Hadoop Cluster Monitoring

Effective monitoring of a Hadoop cluster requires visibility at four levels: JVM internals, HDFS health, YARN resource usage, and OS-level metrics. This page covers the built-in tools and how to integrate with modern monitoring stacks.

Built-in Web UIs

Every Hadoop service exposes an HTTP dashboard — no extra software required:

Service	Default URL	Key Information
NameNode	`http://namenode:9870`	HDFS capacity, live/dead DataNodes, block health
DataNode	`http://datanode:9864`	Block counts, disk usage per volume
ResourceManager	`http://resourcemanager:8088`	Running/pending/completed applications, cluster utilization
NodeManager	`http://nodemanager:8042`	Container logs, CPU/memory per node
HistoryServer	`http://historyserver:19888`	Completed MapReduce job details, counters
HBase Master	`http://hbasemaster:16010`	Region distribution, compaction status

JMX (Java Management Extensions)

All Hadoop daemons expose metrics over JMX. Access them via HTTP:

# NameNode JMX — all beans
curl http://namenode:9870/jmx

# Filter to a specific MBean
curl "http://namenode:9870/jmx?qry=Hadoop:service=NameNode,name=FSNamesystemState"

# ResourceManager JMX
curl "http://resourcemanager:8088/jmx?qry=Hadoop:service=ResourceManager,name=RMNMInfo"
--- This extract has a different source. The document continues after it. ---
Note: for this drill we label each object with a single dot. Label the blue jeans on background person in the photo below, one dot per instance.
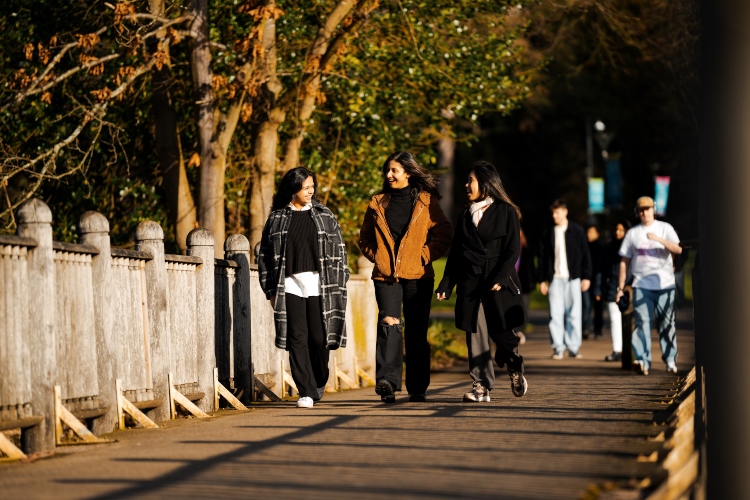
(565, 314)
(646, 305)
# DataNode JMX — disk and block metrics
curl "http://datanode:9864/jmx?qry=Hadoop:service=DataNode,name=DataNodeInfo"

Key JMX Metrics to Watch

NameNode (FSNamesystemState):

Metric	Healthy Value
`CapacityRemainingGB`	> 15% of total
`UnderReplicatedBlocks`	0 (or trending to 0)
`CorruptBlocks`	0
`MissingBlocks`	0
`PendingDeletionBlocks`	Should not grow unboundedly
`NumLiveDataNodes`	Equals expected cluster size
`NumDeadDataNodes`	0

NameNode RPC (RpcActivityForPort8020):

Metric	Alert Threshold
`RpcQueueTimeAvgTime`	> 100ms
`RpcProcessingTimeAvgTime`	> 100ms
`CallQueueLength`	> 100

DataNode (DataNodeActivity):

Metric	Description
`BytesWritten`	Total bytes written (rate)
`BytesRead`	Total bytes read (rate)
`BlocksWritten` / `BlocksRead`	I/O throughput
`VolumeFailures`	Must be 0 — indicates disk failure

Hadoop Metrics2 Framework

Hadoop has a built-in metrics export framework (Metrics2) that can push metrics to external systems without JMX polling.
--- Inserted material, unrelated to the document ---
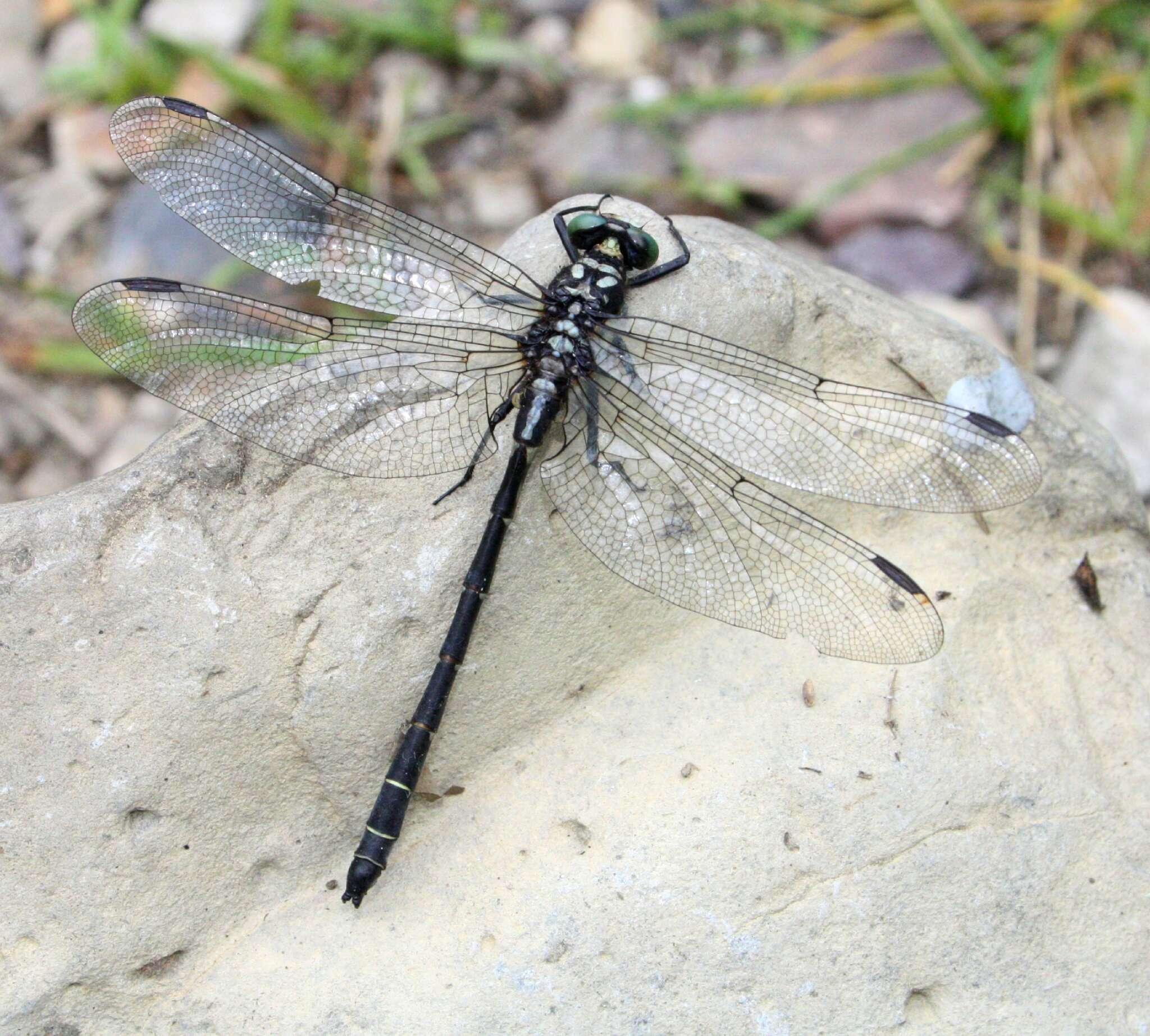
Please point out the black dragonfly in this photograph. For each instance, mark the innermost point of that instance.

hadoop-metrics2.properties

# Push NameNode metrics to Graphite every 10 seconds
namenode.sink.graphite.class=org.apache.hadoop.metrics2.sink.GraphiteSink
namenode.sink.graphite.server_host=graphite.example.com
namenode.sink.graphite.server_port=2003
namenode.sink.graphite.metrics_prefix=hadoop.namenode
*.period=10

# Push all service metrics to a file (for debugging)
*.sink.file.class=org.apache.hadoop.metrics2.sink.FileSink
*.sink.file.filename=/var/log/hadoop/metrics.log

Supported sinks: Graphite, Ganglia, file, stdout. Third-party plugins add Prometheus and InfluxDB support.

Prometheus + Grafana Stack

The most common modern monitoring setup: export JMX metrics via jmx_exporter and visualize in Grafana.
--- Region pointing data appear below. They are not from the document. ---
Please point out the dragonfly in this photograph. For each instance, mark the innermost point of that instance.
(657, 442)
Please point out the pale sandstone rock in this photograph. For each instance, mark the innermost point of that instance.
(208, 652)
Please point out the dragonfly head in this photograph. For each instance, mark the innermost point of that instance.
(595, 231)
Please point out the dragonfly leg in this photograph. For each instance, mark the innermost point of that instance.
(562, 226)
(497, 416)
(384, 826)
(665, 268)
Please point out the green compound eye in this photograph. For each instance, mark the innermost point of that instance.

Step 1 — Add JMX Exporter Java agent

Download jmx_prometheus_javaagent.jar and a config:

# jmx-namenode.yaml
lowercaseOutputName: true
rules:
  - pattern: "Hadoop<service=NameNode, name=FSNamesystemState><>(\\w+)"
    name: hadoop_namenode_$1
  - pattern: "Hadoop<service=NameNode, name=RpcActivityForPort8020><>(\\w+)"
    name: hadoop_namenode_rpc_$1

Step 2 — Add to daemon JVM options (hadoop-env.sh)

export HADOOP_NAMENODE_OPTS="$HADOOP_NAMENODE_OPTS \
  -javaagent:/opt/jmx_exporter/jmx_prometheus_javaagent.jar=7000:/opt/jmx_exporter/jmx-namenode.yaml"

Repeat for DataNode (port 7001), ResourceManager (7002), NodeManager (7003).

Step 3 — prometheus.yml scrape config

scrape_configs:
  - job_name: hadoop_namenode
    static_configs:
      - targets: ['namenode:7000']

  - job_name: hadoop_datanodes
    static_configs:
      - targets:
          - 'dn01:7001'
          - 'dn02:7001'
          - 'dn03:7001'

  - job_name: hadoop_resourcemanager
    static_configs:
      - targets: ['resourcemanager:7002']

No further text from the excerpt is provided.